Sloane just looks at me, trying to break down what I had just said, inspecting it, searching for any flaws that he can accuse me of. He finally lowered his head and stood up. "I'm sorry I brought you so much pain, please forgive me. To let you know, you have my full and complete trust, you're like a daughter to me. You can go home, now, we've got everything under control here." He smiled at me, a smile that sent chills and fury racing through my veins. I want to scream at him, I am not your daughter. I never will be.
"Thank you," was all I could mutter out through the flood of tears. I got up, shakily and escorted myself out of the room that stole all the senses from my body.
My body becoming frail and unable to move itself stumbles as I walk pointlessly about the floor of offices. I went back to my desk and grabbed my purse, with a firm grip, and walked out the door, down the elevator, out to the outside world oblivious to the real identity of the bank, to the true feelings hidden deep inside my soul. My heartbeat rapidly increasing, my breath remaining short, I only can think of one place to go to escape. I have to go to him, to let him know that I hate it when I lie, when I betray him.

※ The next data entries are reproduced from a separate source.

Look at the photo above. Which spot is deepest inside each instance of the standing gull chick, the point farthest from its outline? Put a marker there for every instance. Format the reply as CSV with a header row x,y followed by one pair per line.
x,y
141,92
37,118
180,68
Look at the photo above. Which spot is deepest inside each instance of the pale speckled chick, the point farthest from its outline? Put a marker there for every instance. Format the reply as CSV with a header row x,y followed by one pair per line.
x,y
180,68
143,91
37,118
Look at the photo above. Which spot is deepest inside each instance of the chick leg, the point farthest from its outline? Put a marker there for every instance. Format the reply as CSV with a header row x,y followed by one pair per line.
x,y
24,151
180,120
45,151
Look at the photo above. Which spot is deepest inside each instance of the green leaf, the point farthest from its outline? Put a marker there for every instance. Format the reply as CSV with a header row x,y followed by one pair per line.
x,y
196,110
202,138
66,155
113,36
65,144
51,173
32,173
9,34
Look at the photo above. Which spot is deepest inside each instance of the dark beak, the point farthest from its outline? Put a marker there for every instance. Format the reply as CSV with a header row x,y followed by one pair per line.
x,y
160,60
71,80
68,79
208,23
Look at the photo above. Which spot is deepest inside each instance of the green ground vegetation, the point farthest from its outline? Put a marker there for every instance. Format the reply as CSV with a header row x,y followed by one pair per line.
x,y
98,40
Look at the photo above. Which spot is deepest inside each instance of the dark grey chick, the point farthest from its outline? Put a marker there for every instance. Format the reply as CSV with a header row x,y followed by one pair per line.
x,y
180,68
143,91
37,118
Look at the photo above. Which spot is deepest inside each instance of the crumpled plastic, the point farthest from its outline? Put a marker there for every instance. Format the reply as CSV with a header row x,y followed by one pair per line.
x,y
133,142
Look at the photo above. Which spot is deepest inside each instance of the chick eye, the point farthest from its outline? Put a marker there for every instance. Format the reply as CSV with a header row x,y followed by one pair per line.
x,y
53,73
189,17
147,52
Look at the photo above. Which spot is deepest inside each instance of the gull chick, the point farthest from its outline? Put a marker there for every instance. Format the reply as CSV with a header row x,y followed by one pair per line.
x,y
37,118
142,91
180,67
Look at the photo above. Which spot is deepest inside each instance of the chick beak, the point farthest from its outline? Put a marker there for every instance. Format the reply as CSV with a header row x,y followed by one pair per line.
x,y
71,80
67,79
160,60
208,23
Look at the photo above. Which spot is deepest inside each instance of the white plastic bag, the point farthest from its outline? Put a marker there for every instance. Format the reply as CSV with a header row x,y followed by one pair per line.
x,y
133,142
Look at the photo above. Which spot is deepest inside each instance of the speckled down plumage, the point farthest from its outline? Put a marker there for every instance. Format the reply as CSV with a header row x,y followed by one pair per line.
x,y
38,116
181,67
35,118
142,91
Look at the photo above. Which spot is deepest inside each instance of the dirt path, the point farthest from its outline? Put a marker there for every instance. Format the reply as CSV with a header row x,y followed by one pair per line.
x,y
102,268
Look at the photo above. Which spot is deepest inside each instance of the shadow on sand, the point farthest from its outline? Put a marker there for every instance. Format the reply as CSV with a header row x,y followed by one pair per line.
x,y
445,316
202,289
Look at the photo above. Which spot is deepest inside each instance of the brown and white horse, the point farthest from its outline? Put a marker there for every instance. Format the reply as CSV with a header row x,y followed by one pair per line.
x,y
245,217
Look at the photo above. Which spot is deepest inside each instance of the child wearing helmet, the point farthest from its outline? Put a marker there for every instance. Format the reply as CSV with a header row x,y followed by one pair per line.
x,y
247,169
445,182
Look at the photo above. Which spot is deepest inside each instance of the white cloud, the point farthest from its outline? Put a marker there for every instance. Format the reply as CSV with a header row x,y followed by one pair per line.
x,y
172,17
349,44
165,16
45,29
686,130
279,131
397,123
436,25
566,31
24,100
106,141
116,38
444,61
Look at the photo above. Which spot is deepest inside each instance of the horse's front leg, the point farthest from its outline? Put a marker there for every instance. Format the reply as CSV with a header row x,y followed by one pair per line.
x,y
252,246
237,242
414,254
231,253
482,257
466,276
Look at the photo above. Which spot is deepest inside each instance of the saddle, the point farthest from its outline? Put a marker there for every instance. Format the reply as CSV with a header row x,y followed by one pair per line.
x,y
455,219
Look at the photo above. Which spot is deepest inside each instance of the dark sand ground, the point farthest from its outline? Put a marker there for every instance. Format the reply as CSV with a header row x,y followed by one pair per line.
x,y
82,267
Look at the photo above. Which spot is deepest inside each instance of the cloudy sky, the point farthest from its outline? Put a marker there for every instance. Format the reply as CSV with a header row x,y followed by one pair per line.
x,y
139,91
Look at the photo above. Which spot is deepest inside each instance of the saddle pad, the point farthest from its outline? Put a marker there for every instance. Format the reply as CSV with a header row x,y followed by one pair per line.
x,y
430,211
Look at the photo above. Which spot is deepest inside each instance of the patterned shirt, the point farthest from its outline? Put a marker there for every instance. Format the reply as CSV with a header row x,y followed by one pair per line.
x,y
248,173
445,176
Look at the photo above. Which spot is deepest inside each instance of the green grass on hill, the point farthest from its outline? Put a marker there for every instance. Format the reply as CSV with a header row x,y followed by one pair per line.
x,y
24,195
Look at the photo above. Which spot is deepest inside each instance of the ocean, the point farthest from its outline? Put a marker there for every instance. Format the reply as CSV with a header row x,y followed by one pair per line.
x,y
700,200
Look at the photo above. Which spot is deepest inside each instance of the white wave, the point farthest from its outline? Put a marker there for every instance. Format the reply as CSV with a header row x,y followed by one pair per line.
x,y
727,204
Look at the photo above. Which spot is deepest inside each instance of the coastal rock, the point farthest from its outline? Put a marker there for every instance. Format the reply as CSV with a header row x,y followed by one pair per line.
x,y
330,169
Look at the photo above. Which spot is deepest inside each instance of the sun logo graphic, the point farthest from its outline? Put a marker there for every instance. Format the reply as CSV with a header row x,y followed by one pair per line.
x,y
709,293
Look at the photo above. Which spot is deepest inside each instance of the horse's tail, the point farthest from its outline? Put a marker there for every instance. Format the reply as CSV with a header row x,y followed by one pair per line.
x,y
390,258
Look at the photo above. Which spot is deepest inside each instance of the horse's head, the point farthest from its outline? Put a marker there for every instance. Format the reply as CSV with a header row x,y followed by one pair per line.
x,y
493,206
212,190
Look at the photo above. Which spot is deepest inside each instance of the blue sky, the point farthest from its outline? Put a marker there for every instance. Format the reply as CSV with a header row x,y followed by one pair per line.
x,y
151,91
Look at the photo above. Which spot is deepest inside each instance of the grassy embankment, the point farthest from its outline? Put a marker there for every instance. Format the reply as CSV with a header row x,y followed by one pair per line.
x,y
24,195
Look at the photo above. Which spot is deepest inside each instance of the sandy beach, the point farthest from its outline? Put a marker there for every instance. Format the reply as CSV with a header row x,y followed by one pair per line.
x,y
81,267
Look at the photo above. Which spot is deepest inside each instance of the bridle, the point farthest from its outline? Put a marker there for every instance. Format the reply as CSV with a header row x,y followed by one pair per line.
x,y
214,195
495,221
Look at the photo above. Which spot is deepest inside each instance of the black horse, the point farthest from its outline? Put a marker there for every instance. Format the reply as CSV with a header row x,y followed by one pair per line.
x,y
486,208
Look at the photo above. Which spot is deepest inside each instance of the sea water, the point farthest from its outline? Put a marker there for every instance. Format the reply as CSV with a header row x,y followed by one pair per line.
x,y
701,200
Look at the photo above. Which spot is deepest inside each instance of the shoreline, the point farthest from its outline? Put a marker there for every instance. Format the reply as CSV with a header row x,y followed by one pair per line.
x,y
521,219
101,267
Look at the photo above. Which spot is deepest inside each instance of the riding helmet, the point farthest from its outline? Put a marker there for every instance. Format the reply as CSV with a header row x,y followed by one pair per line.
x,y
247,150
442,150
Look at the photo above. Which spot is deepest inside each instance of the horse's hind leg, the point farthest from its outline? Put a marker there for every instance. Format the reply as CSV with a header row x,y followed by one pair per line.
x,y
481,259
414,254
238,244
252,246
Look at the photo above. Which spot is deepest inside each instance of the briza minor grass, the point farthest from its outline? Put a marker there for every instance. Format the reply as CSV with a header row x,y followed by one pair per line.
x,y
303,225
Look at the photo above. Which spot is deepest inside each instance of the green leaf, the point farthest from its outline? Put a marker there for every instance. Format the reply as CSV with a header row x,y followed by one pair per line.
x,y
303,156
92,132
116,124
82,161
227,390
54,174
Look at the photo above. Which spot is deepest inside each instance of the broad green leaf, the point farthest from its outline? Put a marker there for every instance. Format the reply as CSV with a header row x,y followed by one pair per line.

I walk through the streets of L A., distraught and lost amid my thoughts of him. Seeing him, chained to the metal chair, alone, hurt, betrayed by me, I can't think. People, shops, cars, go by without me paying any sort of attention to them. I drift lazily through the world to the one place I know I can find comfort, no matter who is watching me. I don't care. Vaughn has to know how much I love him still, how much I didn't want to lie, how much my body aches for his every second of my wretched life, how I don't think I can go on much longer. He has to know everything, no more lies and secrets. I tighten my grip on my purse, my only link to reality, to sanity that I'm barely holding onto, slowly losing my grip, slowly, very slowly.